A subtitle generator for Japanese Adult Videos.

What is the idea:

Transformer-based ASR architectures like Whisper suffer significant performance degradation when applied to the spontaneous and noisy domain of JAV. This degradation is driven by specific acoustic and temporal characteristics that defy the statistical distributions of standard training data.

1. The Acoustic Profile

JAV audio is defined by "acoustic hell" and a low Signal-to-Noise Ratio (SNR), characterized by:

Non-Verbal Vocalisations (NVVs): A high density of physiological sounds (heavy breathing, gasps, sighs) and "obscene sounds" that lack clear harmonic structure.
Spectral Mimicry: These vocalizations often possess "curve-like spectrum features" that mimic the formants of fricative consonants or Japanese syllables (e.g., fu), acting as accidental adversarial examples that trick the model into recognizing words where none exist.
Extreme Dynamics: Volatile shifts in audio intensity, ranging from faint whispers (sasayaki) to high-decibel screams, which confuse standard gain control and attention mechanisms.
Linguistic Variance: The prevalence of theatrical onomatopoeia and Role Language (Yakuwarigo) containing exaggerated intonations and slang absent from standard corpora.

2. Temporal Drift and Hallucination

While standard ASR models are typically trained on short, curated clips, JAV content comprises long-form media often exceeding 120 minutes. Research indicates that processing such extended inputs causes contextual drift and error accumulation. Specifically, extended periods of "ambiguous audio" (silence or rhythmic breathing) cause the Transformer's attention mechanism to collapse, triggering repetitive hallucination loops where the model generates unrelated text to fill the acoustic void.

3. The Pre-processing Paradox & Fine-Tuning Risks

Standard audio engineering intuition—such as aggressive denoising or vocal separation—often fails in this domain. Because Whisper relies on specific log-Mel spectrogram features, generic normalization tools can inadvertently strip high-frequency transients essential for distinguishing consonants, resulting in "domain shift" and erroneous transcriptions.

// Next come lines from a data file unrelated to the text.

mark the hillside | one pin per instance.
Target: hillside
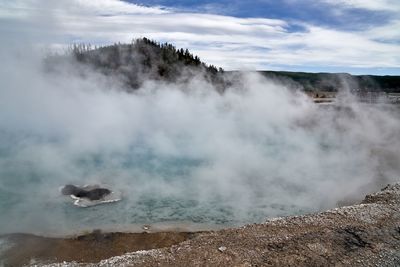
(140, 61)
(144, 60)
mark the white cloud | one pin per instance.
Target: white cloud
(225, 41)
(375, 5)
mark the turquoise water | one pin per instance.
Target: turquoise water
(164, 190)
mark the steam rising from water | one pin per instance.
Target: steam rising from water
(181, 153)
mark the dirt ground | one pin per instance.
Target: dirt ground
(367, 234)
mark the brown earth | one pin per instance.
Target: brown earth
(367, 234)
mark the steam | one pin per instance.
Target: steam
(178, 152)
(182, 152)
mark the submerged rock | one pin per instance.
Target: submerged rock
(367, 234)
(90, 195)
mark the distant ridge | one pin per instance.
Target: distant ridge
(145, 59)
(332, 82)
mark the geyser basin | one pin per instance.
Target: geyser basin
(183, 156)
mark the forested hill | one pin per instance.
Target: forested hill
(335, 81)
(142, 60)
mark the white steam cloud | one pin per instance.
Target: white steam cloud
(181, 152)
(177, 152)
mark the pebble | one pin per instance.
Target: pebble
(222, 249)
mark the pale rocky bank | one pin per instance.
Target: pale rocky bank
(366, 234)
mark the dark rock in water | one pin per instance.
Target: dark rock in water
(92, 194)
(70, 189)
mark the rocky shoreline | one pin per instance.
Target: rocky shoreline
(366, 234)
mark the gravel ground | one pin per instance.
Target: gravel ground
(367, 234)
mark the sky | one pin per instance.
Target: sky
(354, 36)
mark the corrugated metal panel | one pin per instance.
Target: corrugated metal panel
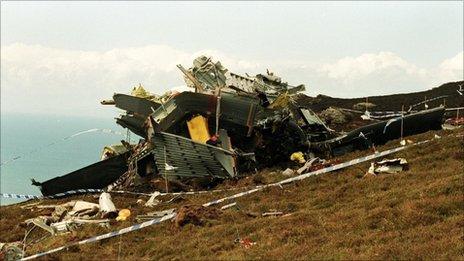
(189, 158)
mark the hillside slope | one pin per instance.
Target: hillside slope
(418, 213)
(389, 102)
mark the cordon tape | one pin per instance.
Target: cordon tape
(215, 202)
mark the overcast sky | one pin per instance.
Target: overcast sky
(64, 57)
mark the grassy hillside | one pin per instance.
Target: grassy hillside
(418, 213)
(389, 102)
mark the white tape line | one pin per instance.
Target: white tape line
(314, 173)
(256, 189)
(104, 236)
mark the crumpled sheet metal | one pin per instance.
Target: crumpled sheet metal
(191, 159)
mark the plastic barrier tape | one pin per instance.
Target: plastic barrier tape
(256, 189)
(108, 235)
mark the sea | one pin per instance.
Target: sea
(46, 146)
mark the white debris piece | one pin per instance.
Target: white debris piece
(288, 172)
(107, 207)
(152, 201)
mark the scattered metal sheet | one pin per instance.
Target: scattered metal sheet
(191, 159)
(94, 176)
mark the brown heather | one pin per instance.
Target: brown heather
(416, 214)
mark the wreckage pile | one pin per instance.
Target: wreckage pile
(225, 127)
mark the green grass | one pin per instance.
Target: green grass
(415, 214)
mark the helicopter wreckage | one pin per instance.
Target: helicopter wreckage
(226, 126)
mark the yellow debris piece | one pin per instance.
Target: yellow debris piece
(140, 92)
(123, 214)
(198, 129)
(298, 156)
(280, 102)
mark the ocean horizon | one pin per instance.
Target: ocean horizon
(43, 146)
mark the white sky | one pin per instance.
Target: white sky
(64, 57)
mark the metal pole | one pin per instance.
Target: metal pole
(165, 170)
(218, 111)
(402, 117)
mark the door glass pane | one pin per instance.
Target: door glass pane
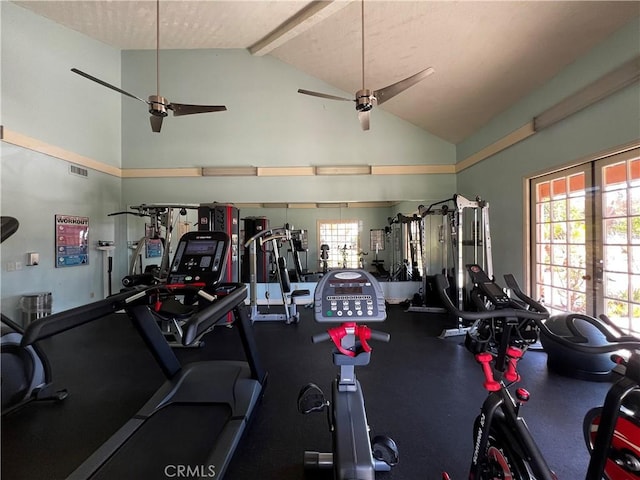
(560, 242)
(620, 183)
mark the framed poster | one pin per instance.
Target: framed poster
(72, 240)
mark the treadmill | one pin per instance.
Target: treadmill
(192, 425)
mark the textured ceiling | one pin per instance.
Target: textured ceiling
(486, 55)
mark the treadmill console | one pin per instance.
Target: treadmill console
(200, 258)
(349, 296)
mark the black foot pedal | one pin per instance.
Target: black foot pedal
(311, 399)
(385, 450)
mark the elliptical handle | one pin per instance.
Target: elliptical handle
(380, 336)
(442, 284)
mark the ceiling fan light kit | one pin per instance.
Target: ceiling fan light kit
(364, 97)
(158, 105)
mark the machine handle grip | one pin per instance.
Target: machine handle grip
(320, 337)
(380, 336)
(442, 284)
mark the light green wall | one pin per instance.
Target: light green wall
(604, 125)
(42, 99)
(268, 124)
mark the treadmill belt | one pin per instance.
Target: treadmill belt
(176, 437)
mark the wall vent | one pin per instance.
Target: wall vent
(81, 172)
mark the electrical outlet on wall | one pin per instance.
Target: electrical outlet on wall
(33, 259)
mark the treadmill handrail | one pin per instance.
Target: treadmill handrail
(51, 325)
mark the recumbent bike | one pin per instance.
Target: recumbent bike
(348, 297)
(198, 416)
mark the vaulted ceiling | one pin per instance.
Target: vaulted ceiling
(486, 54)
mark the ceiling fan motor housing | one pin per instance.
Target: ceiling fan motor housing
(364, 100)
(158, 105)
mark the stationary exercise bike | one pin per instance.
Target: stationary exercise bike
(349, 297)
(503, 445)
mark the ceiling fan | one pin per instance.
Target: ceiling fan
(365, 98)
(158, 105)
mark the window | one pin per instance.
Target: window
(343, 239)
(586, 237)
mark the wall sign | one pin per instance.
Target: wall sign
(72, 241)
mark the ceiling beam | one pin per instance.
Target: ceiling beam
(313, 13)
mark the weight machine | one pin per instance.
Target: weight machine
(162, 222)
(462, 236)
(477, 246)
(290, 299)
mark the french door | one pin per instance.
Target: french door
(586, 238)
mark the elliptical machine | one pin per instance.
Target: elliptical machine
(26, 374)
(349, 297)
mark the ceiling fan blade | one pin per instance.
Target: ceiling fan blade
(391, 91)
(183, 109)
(156, 123)
(105, 84)
(363, 116)
(325, 95)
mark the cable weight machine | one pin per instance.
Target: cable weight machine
(290, 299)
(463, 236)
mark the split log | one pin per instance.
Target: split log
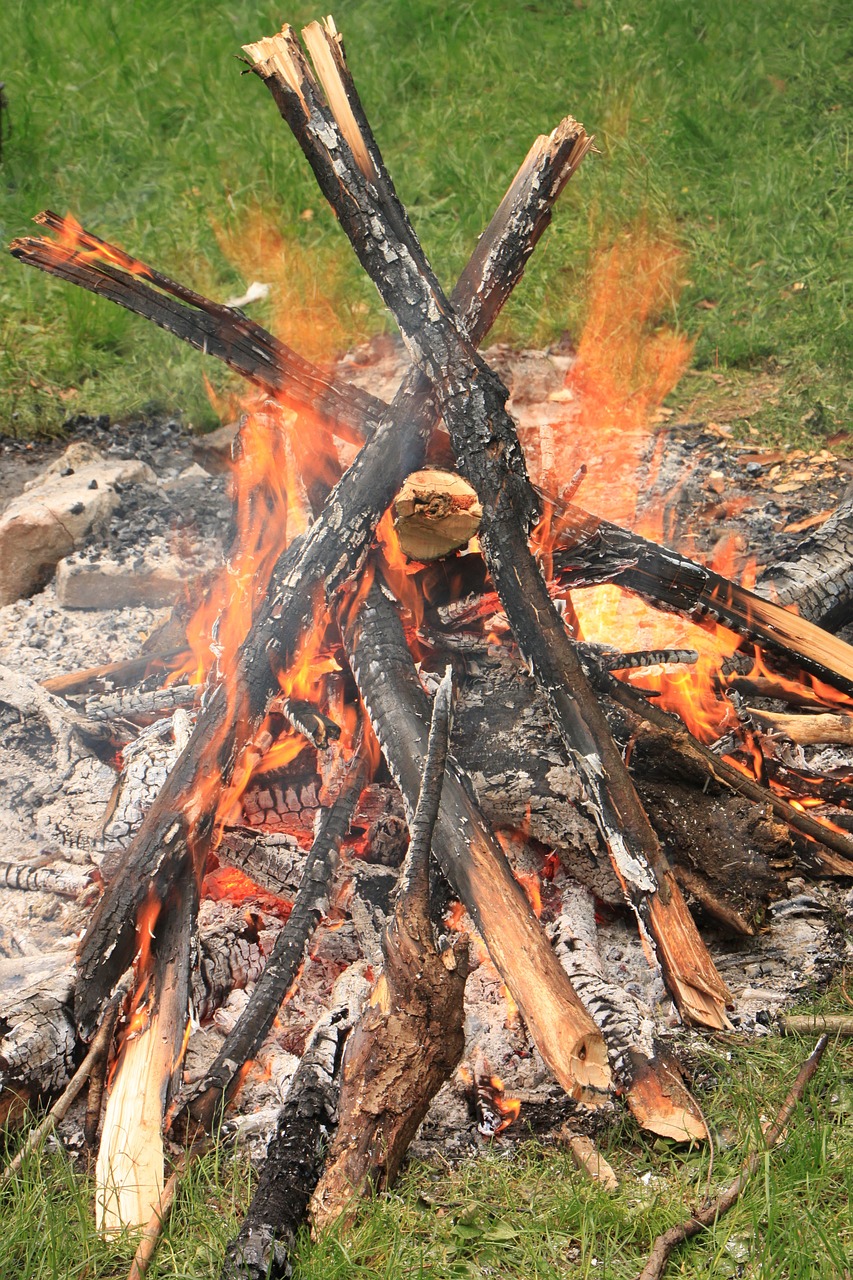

Consequently, audio processing requires a "surgical," multi-stage approach (like VAD clamping) rather than blanket filtering.

Furthermore, while fine-tuning models on domain-specific data can be effective, it presents a high risk of overfitting. Due to the scarcity of high-quality, ethically sourced JAV datasets, fine-tuned models often become brittle, losing their generalization capabilities and leading to inconsistent "hit or miss" quality outputs.

WhisperJAV is an attempt to address above failure points. The inference pipelines do:

Acoustic Filtering: Deploys scene-based segmentation and VAD clamping under the hypothesis that distinct scenes possess uniform acoustic characteristics, ensuring the model processes coherent audio environments rather than mixed streams [1-3].
Linguistic Adaptation: Normalizes domain-specific terminology and preserves onomatopoeia, specifically correcting dialect-induced tokenization errors (e.g., in Kansai-ben) that standard BPE tokenizers fail to parse [4, 5].
Defensive Decoding: Tunes log-probability thresholding and no_speech_threshold to systematically discard low-confidence outputs (hallucinations), while utilizing regex filters to clean non-lexical markers (e.g., (moans)) from the final subtitle track [6, 7].

Quick Start

GUI (Recommended for most users)

whisperjav-gui

A window opens. Add your files, pick a mode, click Start.

Command Line

# Basic usage
whisperjav video.mp4

# Specify mode and sensitivity
whisperjav audio.mp3 --mode balanced --sensitivity aggressive

# Process a folder
whisperjav /path/to/media_folder --output-dir ./subtitles

Features

Processing Modes

Mode	Backend	Scene Detection	VAD	Best For
faster	stable-ts (turbo)	No	No	Speed priority, clean audio
fast	stable-ts	Yes	No	General use, mixed quality
balanced	faster-whisper	Yes	Yes	Default. Noisy audio, dialogue-heavy
fidelity	OpenAI Whisper	Yes	Yes (Silero)	Maximum accuracy, slower
transformers	HuggingFace	Optional	Internal	Japanese-optimized model, customizable

Sensitivity Settings

Conservative: Higher thresholds, fewer hallucinations. Good for noisy content.
Balanced: Default. Works for most content.
Aggressive: Lower thresholds, catches more dialogue. Good for whisper/ASMR content.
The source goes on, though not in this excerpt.